Host: So, the paper is titled 'OmniManip: Towards General Robotic Manipulation via Object-Centric Interaction Primitives as Spatial Constraints.' It’s a mouthful, I know, but the core ideas are pretty cool. What’s particularly interesting is how they’re trying to bridge the gap between the high-level understanding of large language and vision models and the super precise movements a robot needs to make to, say, pour a cup of tea. I mean, think about how much we just take for granted, from knowing how to grasp a handle to knowing how far to tilt to not spill. It's not an easy problem for our robot friends. I guess, let's just jump into it?
Host: Alright, let's start with the very beginning, shall we? The introduction. The researchers here are basically stating the big challenge: making a robot that can manipulate things in unstructured environments is hard, like, really hard. We humans navigate chaos every day, but for robots, it’s a real mountain to climb. They mentioned that we have made great strides in Large Language Models (LLMs) and Vision-Language Models (VLMs), these AI systems that have learned a huge amount of commonsense knowledge from mountains of internet data. They have seen how cats act and that spoons are used to scoop things, but robots? they seem to lack the fine-grained spatial understanding needed to actually grasp that spoon and scoop the food properly.

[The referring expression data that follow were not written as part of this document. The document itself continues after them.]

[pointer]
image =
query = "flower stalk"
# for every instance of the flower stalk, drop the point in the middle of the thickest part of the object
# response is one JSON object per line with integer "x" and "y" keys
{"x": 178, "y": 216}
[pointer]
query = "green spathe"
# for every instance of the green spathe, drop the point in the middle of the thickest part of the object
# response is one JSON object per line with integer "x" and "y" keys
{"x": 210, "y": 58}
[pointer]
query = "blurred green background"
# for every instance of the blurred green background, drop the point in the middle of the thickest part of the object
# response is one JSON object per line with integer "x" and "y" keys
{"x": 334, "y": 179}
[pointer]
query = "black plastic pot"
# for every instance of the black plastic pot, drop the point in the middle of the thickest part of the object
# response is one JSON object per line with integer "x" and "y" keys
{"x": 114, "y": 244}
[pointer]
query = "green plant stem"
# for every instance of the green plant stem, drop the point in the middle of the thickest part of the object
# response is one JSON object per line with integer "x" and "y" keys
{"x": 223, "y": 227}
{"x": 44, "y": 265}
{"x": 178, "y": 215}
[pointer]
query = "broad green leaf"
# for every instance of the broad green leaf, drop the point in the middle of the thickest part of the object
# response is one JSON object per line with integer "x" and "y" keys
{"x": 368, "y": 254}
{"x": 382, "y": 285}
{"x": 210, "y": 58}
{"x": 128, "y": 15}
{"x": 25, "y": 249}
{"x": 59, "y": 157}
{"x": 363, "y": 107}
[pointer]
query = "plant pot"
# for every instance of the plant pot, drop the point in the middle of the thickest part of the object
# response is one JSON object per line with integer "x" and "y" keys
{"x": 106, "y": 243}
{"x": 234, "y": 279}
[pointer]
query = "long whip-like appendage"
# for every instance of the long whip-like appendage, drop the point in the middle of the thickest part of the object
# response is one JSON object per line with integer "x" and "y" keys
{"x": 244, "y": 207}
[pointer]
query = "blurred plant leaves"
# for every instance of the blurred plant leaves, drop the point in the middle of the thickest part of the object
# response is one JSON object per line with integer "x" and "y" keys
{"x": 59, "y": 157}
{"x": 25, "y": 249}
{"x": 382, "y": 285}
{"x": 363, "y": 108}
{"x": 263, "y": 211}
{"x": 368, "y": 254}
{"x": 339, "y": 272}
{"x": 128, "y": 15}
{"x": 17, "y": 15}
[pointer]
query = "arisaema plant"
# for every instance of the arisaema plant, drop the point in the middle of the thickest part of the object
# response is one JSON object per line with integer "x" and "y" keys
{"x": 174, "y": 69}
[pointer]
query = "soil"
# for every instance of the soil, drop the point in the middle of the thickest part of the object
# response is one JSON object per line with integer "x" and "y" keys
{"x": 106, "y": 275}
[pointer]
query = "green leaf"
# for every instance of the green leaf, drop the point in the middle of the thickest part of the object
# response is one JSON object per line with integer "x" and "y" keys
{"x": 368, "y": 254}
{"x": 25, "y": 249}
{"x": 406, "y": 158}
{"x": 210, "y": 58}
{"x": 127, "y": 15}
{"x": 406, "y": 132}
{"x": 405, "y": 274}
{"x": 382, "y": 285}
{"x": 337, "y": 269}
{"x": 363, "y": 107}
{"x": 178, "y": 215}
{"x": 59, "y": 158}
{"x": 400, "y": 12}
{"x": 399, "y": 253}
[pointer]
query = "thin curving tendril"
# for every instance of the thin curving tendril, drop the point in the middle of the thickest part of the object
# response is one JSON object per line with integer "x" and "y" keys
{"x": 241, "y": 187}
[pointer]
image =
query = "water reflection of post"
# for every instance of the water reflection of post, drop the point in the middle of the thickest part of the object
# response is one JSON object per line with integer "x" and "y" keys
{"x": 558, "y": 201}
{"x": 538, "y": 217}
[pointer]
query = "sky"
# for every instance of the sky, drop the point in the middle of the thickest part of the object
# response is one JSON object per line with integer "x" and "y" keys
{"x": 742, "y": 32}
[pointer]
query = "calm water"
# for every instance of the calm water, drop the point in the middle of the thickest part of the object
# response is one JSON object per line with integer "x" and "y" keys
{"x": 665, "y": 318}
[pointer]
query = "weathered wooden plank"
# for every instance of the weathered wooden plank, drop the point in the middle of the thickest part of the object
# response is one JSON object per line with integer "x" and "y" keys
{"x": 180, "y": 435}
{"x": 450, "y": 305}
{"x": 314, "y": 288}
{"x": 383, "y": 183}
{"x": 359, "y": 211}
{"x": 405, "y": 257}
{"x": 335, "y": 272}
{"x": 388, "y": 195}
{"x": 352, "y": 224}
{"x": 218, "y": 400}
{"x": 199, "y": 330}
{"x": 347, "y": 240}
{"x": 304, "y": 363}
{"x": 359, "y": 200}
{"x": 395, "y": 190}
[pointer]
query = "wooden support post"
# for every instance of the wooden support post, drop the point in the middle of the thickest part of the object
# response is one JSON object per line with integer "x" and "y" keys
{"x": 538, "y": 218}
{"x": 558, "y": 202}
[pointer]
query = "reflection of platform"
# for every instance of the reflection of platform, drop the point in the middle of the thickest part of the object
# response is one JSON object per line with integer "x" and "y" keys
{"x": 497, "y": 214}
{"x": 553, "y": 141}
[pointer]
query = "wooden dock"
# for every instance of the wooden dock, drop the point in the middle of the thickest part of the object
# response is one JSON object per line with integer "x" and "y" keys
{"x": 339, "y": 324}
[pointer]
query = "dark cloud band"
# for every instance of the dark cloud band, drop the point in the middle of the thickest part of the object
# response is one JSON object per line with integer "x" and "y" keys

Host: And that's the crux of the problem, right? You can have an AI that understands that 'pour liquid' involves tilting a container, but unless it knows the precise 3D position of the container, the cup, and the orientation, you’re just going to end up with a big mess. That's why many folks have tried to fine-tune these VLMs on robot-specific data, basically creating what they call Vision-Language-Action Models or VLAs. The goal being, let’s get AI models to learn directly from robot demonstrations but, there is a catch. There’s a two sided issue of data, it's expensive and time-consuming to gather high-quality robot data. And even when you do, the model becomes tied to that specific robot, which reduces generalizability. I mean, you teach a robot how to pour using a robot arm from brand A, and it would not be able to do it with a robotic arm from brand B.
Host: Exactly! It’s not a 'one-size-fits-all' solution. They point out the alternative, which is to break down robot actions into more basic interaction primitives. Imagine these as building blocks: a point, a direction, or a grasp and then use VLMs to figure out the spatial relationships between those building blocks. Traditional algorithms handle the execution once this high-level plan is defined. But here's where the older methods start to fall short. Existing approaches for generating these ‘primitive’ actions are often kind of random, and don't really consider the task at hand. It’s like throwing darts in the dark. They then rely on some manual rules to refine them, which, as you can imagine, isn't the most stable thing. This lack of a systematic approach to defining and using primitives is why they propose their unique approach.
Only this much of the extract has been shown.